魚屋さんなどの店頭でそっと触ったのか、台所で思いきり触れてみて浮かんだものなのか、思いのほか強いその弾力や湿り気、つるりとした独特の触感を指先で味わった瞬間、唐突に「こころ」が動いたのでしょう。
大正元年に詠まれた句ですが、いま読んでみてもまったく色褪せないのは、六・五・七という五・七・五のリズムからは決定的に外れてしまった破調が、「指先」と「こころ」とのあいだに生まれた新たな回路と結びつく形で生かされているからであるとも言えます。
自然になんとなく配置されていた別々の玉が、ビリヤードで突かれた玉のように不意に一つの因果関係で結ばれていく。

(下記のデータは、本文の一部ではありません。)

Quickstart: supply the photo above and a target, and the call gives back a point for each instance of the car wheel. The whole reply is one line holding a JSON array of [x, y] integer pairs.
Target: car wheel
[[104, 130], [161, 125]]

そういうことは誰の身にも起こり得ることです。
23日におひつじ座から数えて「腑に落ちる感覚」を意味する2番目のおうし座で、新月を迎えていく今週のあなたもまた、これまでどこか正体を失ってぼんやりしていた気分や感情が不意に明確な輪郭を伴なって浮かび上がってくるかも知れません。
上陸と撤退の歴史
ものの本を読んでいると、どうも生物というのは、古生代末期に約1億年をかけて、海から陸への上陸と撤退のドラマを繰り返してきたという歴史を持っているそうですが、今でも人間というのは、かつてそうだったように「海」から這い上がっていく者と、再びそこへと還っていく者とに分かれるように思います。
つまり、系統発生を繰り返しつつ、一定の割合で淘汰された役柄に自分を重ねていく人たちがいるということ。もちろん、ここではそのどちらが成功であるとか、あるいは失敗だとか、そういう野暮なことを言うつもりはありません。
例えば掲句のように「烏賊」に触れることで何かが変わってしまったのだとすれば、それも陸に上がらなかった側の記憶、あるいは海に還っていった側の記憶とたまたま波長があっただけのことなのでしょう。けれど覚えておいて欲しいのは、共感は自分の未来を創る力強い第一歩であり、それが確かな感覚を伴なって腑に落ちるとき歴史は動くのです。
そしてそうした自覚を伴なった共感は、やがて深い根となって、未来へ大輪の花を咲かせていくための大切な滋養となっていくはず。今週はよくよく自分の身に起きることに目を光らせていきましょう。